EMR Cluster Configuration and Scaling

Last Updated : 10-Oct-2020

This article is about choosing between the various compute options of master, core and task nodes on EMR clusters based on the workload profile

Instance Fleets vs Instance Groups

Instance Groups are limited to one instance type and one purchase type (reserved, demand, spot, etc) per group

Instance Fleets support multiple instances and multiple payments types and hence offer more flexibility and possible efficiency in matching the workload demands to compute resources available.

What Instance Type Should You Use?

There are several ways to add EC2 instances to a cluster, which depend on whether you use the instance groups configuration or the instance fleets configuration for the cluster.

Instance Groups

  • AUTOMATIC: Set up automatic scaling in Amazon EMR for an instance group, adding and removing instances automatically based on the value of an Amazon CloudWatch metric that you specify. For more information, see Scaling Cluster Resources.
  • MANUAL GROUP UPDATE: Manually add instances of the same type to existing core and task instance groups.
  • MANUAL ADD GROUPS: Manually add a task instance group, which can use a different instance type.

Instance Fleets

  • Add a single task instance fleet.
  • Change the target capacity for On-Demand and Spot Instances for existing core and task instance fleets.

Node Types

The master node type, which assigns tasks, doesn’t require an EC2 instance with much processing power. Consider using an m4.xlarge, or m5.xlarge.

EC2 instances for the core node type, which process tasks and store data in HDFS, need both processing power and storage capacity.  m5.xlarge is typical

EC2 instances for the task node type, which don’t store data, need only processing power. m5.xlarge is typical

Core Nodes on Spot Instances

Core nodes process data and store information using HDFS. Terminating a core instance risks data loss. For this reason, you should only run core nodes on Spot Instances when partial HDFS data loss is tolerable.

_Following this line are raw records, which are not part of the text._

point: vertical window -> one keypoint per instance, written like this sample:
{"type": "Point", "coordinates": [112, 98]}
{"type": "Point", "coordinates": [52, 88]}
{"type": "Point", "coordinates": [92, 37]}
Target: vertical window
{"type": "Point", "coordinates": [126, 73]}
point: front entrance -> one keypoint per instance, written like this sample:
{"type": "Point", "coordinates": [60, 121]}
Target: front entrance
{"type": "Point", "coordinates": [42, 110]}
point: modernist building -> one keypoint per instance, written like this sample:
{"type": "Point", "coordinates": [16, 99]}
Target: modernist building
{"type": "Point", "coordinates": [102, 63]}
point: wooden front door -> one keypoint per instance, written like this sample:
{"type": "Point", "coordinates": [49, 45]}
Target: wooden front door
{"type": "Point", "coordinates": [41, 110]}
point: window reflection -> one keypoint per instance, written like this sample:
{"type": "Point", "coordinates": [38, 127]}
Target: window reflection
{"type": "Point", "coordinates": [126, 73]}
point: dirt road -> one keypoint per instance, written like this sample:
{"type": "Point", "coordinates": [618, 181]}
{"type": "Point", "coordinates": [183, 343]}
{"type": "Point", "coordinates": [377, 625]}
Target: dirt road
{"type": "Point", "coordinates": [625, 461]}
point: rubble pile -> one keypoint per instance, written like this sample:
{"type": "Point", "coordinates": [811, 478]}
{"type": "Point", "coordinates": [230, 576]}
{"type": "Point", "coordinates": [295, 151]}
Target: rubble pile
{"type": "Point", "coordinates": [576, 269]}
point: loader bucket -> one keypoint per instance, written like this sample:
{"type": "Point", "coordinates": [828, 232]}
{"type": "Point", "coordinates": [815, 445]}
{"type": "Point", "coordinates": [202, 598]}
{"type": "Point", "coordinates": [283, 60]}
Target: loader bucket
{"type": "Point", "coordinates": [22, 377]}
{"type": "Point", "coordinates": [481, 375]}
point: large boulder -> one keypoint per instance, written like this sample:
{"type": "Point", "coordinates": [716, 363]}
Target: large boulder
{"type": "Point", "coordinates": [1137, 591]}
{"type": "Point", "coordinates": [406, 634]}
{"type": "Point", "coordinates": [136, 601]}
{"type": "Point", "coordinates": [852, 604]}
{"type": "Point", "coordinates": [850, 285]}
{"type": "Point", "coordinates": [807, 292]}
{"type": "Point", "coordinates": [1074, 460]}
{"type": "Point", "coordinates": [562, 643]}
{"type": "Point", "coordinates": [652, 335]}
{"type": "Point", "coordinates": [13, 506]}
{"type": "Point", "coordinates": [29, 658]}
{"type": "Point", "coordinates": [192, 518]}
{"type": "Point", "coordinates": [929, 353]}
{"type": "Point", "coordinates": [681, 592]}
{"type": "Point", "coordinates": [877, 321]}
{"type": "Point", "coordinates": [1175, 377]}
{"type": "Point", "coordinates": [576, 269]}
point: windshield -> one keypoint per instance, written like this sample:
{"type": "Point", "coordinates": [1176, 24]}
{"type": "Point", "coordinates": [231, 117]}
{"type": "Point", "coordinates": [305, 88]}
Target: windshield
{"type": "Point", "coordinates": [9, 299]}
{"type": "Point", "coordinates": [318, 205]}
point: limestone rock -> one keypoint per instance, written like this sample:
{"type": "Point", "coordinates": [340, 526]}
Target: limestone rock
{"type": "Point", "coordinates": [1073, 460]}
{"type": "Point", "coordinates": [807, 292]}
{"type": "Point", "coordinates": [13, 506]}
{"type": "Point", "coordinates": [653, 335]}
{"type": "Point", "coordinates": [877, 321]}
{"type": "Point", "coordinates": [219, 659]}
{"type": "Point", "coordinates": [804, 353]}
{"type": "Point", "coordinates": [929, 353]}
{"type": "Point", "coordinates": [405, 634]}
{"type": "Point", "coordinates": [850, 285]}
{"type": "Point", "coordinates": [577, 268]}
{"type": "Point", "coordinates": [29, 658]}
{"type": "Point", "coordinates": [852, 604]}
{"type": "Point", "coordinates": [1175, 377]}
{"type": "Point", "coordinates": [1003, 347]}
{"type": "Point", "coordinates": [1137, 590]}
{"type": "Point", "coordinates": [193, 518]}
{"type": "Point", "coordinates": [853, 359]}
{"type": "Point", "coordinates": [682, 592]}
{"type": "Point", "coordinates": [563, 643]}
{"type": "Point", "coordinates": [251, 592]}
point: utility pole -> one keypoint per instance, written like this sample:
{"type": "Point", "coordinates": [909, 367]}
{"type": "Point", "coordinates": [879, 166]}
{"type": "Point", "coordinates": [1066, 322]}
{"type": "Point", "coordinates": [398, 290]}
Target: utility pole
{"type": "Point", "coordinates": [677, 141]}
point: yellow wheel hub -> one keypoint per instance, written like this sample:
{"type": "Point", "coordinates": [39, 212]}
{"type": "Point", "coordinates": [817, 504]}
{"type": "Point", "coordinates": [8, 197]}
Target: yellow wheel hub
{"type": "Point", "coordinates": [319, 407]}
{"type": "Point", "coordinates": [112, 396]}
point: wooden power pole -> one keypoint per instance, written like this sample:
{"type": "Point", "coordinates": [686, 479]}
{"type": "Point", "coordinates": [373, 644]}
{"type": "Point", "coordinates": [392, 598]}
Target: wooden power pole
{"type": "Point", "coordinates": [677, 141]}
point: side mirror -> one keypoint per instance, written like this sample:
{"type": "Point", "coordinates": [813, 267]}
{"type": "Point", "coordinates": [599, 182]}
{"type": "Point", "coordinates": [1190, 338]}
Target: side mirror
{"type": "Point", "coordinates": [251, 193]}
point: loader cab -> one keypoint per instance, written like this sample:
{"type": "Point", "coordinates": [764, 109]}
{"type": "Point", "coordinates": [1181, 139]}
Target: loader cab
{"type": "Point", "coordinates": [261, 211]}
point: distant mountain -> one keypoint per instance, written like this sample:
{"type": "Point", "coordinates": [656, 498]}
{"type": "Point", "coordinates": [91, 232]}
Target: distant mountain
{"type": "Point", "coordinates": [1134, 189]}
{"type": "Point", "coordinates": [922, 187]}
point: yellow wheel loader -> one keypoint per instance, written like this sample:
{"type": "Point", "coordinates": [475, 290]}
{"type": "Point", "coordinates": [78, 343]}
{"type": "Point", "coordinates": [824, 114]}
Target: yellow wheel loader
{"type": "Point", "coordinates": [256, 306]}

When you launch the core instance group as Spot Instances, Amazon EMR waits until it can provision all of the requested core instances before launching the instance group. In other words, if you request six Amazon EC2 instances, and only five are available at or below your maximum Spot price, the instance group won’t launch

Task Nodes on Spot Instances

The task nodes process data but do not hold persistent data in HDFS. If they terminate because the Spot price has risen above your maximum Spot price, no data is lost and the effect on your cluster is minimal.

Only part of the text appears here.